Le 28 mai 2011, Lockheed Martin, le géant américain de la défense, annonçait avoir repoussé une attaque « significative et tenace » menée par des hackers qui étaient parvenus à dérober des codes d’accès à l’un de ses fournisseurs. Quelques heures après cette cyberattaque (1), des responsables de l’armée américaine annonçaient que de tels actes, dans la mesure où ils provoqueraient la paralysie ou la destruction partielle du fonctionnement de l’État, de l’économie nationale ou des systèmes civils collectifs, seraient désormais considérés comme des « actes de guerre », ouvrant la voie à une riposte militaire de même nature que celle que s’attirerait une attaque armée. Largement répercutée par les médias occidentaux (2), cette nouvelle doctrine américaine était consacrée, quelques mois plus tard, par le Département de la Défense américain (3).
C’est donc dans le cyberespace, au même titre que sur terre, sur mer ou dans les airs, que l’armée américaine situe désormais sa capacité à dissuader et à mettre en échec une « agression » (4). Elle réagira aux actes hostiles dans le cyberespace « de la même façon » qu’elle le ferait pour toute autre menace affectant les États-Unis, après avoir, lorsqu’elle le pourra, épuisé les autres options « avant l’usage de la force » (5).

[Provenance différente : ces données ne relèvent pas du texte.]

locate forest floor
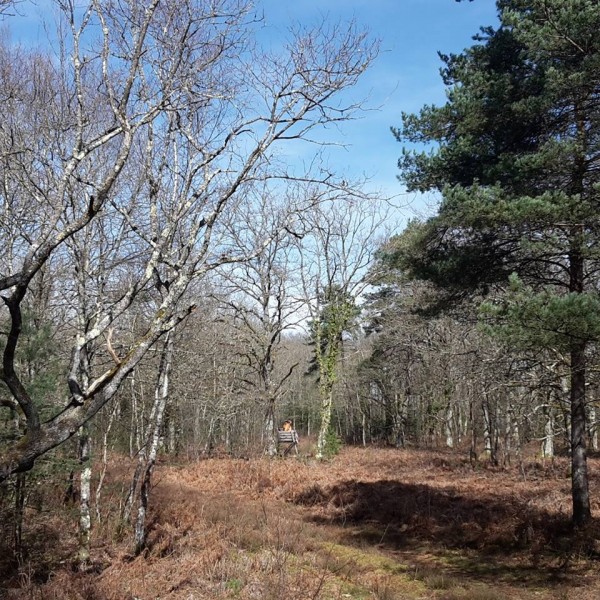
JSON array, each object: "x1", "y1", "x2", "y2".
[{"x1": 0, "y1": 448, "x2": 600, "y2": 600}]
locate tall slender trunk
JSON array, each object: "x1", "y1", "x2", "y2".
[
  {"x1": 264, "y1": 398, "x2": 277, "y2": 456},
  {"x1": 134, "y1": 332, "x2": 173, "y2": 554},
  {"x1": 571, "y1": 342, "x2": 592, "y2": 526},
  {"x1": 569, "y1": 225, "x2": 592, "y2": 527},
  {"x1": 77, "y1": 425, "x2": 92, "y2": 570},
  {"x1": 316, "y1": 382, "x2": 333, "y2": 460}
]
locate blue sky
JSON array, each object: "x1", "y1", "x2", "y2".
[
  {"x1": 259, "y1": 0, "x2": 497, "y2": 216},
  {"x1": 8, "y1": 0, "x2": 497, "y2": 220}
]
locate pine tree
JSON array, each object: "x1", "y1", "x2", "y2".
[{"x1": 387, "y1": 0, "x2": 600, "y2": 525}]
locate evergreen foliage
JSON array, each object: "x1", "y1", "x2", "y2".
[{"x1": 385, "y1": 0, "x2": 600, "y2": 524}]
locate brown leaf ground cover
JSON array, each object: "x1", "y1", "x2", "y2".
[{"x1": 4, "y1": 448, "x2": 600, "y2": 600}]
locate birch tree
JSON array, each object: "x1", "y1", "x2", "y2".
[{"x1": 0, "y1": 0, "x2": 375, "y2": 481}]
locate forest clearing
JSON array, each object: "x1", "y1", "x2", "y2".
[
  {"x1": 2, "y1": 440, "x2": 600, "y2": 600},
  {"x1": 0, "y1": 0, "x2": 600, "y2": 600}
]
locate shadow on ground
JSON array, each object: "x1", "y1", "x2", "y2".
[{"x1": 294, "y1": 480, "x2": 598, "y2": 586}]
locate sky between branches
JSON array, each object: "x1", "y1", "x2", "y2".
[{"x1": 5, "y1": 0, "x2": 497, "y2": 225}]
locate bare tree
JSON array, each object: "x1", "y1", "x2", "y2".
[
  {"x1": 300, "y1": 198, "x2": 387, "y2": 459},
  {"x1": 0, "y1": 0, "x2": 375, "y2": 481}
]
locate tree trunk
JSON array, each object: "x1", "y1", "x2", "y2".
[
  {"x1": 316, "y1": 383, "x2": 333, "y2": 460},
  {"x1": 571, "y1": 342, "x2": 592, "y2": 527},
  {"x1": 134, "y1": 332, "x2": 173, "y2": 554},
  {"x1": 77, "y1": 425, "x2": 92, "y2": 571}
]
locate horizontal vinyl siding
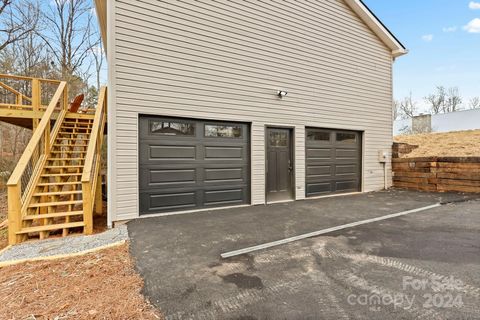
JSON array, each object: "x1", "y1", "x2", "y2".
[{"x1": 109, "y1": 0, "x2": 392, "y2": 220}]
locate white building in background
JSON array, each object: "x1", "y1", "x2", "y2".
[{"x1": 393, "y1": 109, "x2": 480, "y2": 136}]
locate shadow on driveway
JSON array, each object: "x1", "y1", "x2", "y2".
[{"x1": 128, "y1": 190, "x2": 480, "y2": 319}]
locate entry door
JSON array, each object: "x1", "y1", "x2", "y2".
[{"x1": 266, "y1": 128, "x2": 293, "y2": 202}]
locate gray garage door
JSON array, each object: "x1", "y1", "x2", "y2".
[
  {"x1": 139, "y1": 116, "x2": 250, "y2": 214},
  {"x1": 305, "y1": 128, "x2": 362, "y2": 197}
]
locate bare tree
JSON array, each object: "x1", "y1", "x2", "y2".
[
  {"x1": 470, "y1": 97, "x2": 480, "y2": 109},
  {"x1": 400, "y1": 92, "x2": 418, "y2": 118},
  {"x1": 0, "y1": 0, "x2": 40, "y2": 51},
  {"x1": 444, "y1": 87, "x2": 463, "y2": 112},
  {"x1": 424, "y1": 86, "x2": 447, "y2": 114},
  {"x1": 38, "y1": 0, "x2": 94, "y2": 85},
  {"x1": 392, "y1": 100, "x2": 400, "y2": 120},
  {"x1": 89, "y1": 31, "x2": 105, "y2": 90}
]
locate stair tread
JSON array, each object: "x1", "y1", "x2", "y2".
[
  {"x1": 28, "y1": 200, "x2": 83, "y2": 208},
  {"x1": 23, "y1": 211, "x2": 83, "y2": 220},
  {"x1": 42, "y1": 172, "x2": 83, "y2": 177},
  {"x1": 37, "y1": 181, "x2": 82, "y2": 187},
  {"x1": 33, "y1": 190, "x2": 82, "y2": 197},
  {"x1": 45, "y1": 164, "x2": 83, "y2": 169},
  {"x1": 17, "y1": 221, "x2": 85, "y2": 234}
]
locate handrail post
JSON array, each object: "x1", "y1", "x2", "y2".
[
  {"x1": 82, "y1": 181, "x2": 93, "y2": 234},
  {"x1": 15, "y1": 93, "x2": 23, "y2": 105},
  {"x1": 62, "y1": 84, "x2": 68, "y2": 111},
  {"x1": 8, "y1": 182, "x2": 22, "y2": 244},
  {"x1": 95, "y1": 170, "x2": 103, "y2": 215},
  {"x1": 32, "y1": 78, "x2": 42, "y2": 131}
]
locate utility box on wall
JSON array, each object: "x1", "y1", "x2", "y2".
[{"x1": 378, "y1": 150, "x2": 390, "y2": 163}]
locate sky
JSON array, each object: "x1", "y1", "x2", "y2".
[{"x1": 363, "y1": 0, "x2": 480, "y2": 111}]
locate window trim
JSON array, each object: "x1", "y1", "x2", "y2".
[
  {"x1": 203, "y1": 122, "x2": 245, "y2": 139},
  {"x1": 335, "y1": 131, "x2": 358, "y2": 144},
  {"x1": 148, "y1": 119, "x2": 197, "y2": 137},
  {"x1": 305, "y1": 128, "x2": 334, "y2": 143}
]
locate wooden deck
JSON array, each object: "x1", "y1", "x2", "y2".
[{"x1": 0, "y1": 74, "x2": 107, "y2": 244}]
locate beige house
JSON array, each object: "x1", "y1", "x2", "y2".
[{"x1": 96, "y1": 0, "x2": 407, "y2": 225}]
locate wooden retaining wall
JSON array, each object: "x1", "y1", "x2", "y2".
[{"x1": 392, "y1": 157, "x2": 480, "y2": 193}]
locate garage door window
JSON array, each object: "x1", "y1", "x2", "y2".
[
  {"x1": 205, "y1": 124, "x2": 242, "y2": 138},
  {"x1": 307, "y1": 131, "x2": 330, "y2": 141},
  {"x1": 337, "y1": 132, "x2": 357, "y2": 143},
  {"x1": 150, "y1": 121, "x2": 195, "y2": 136}
]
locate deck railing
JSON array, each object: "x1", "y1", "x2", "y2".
[
  {"x1": 3, "y1": 80, "x2": 68, "y2": 244},
  {"x1": 82, "y1": 87, "x2": 107, "y2": 234},
  {"x1": 0, "y1": 74, "x2": 61, "y2": 111}
]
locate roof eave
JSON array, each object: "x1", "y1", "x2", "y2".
[{"x1": 345, "y1": 0, "x2": 408, "y2": 58}]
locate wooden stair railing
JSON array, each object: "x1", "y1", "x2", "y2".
[
  {"x1": 82, "y1": 87, "x2": 107, "y2": 234},
  {"x1": 7, "y1": 81, "x2": 68, "y2": 244},
  {"x1": 0, "y1": 74, "x2": 61, "y2": 111}
]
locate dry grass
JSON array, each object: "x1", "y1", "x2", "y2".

Comme l’avait parfaitement théorisé le Livre blanc, « la planification et l’exécution d’opérations combinées avec des actions cybernétiques tendent (…) à devenir la norme. Avant même que des cibles physiques ne soient détruites, tout système de défense pourra être en effet désorganisé et partiellement aveuglé par des frappes silencieuses et ciblées » (6). C’est par un véritable « tir de soutien » informatique (7) qu’ont été précédées les opérations aéroterrestres de l’armée russe contre la Géorgie, en août 2008, traduisant une convergence évidente entre les intentions des auteurs de cette attaque et les actions de l’armée russe. Cet épisode atteste que les cyberopérations « deviennent une véritable tactique au service d’un objectif militaire » (8). Les cyberarmes sont donc en passe de devenir des moyens de combat efficaces utilisables dans une situation de conflit, sans avoir recours aux systèmes d’armes traditionnels.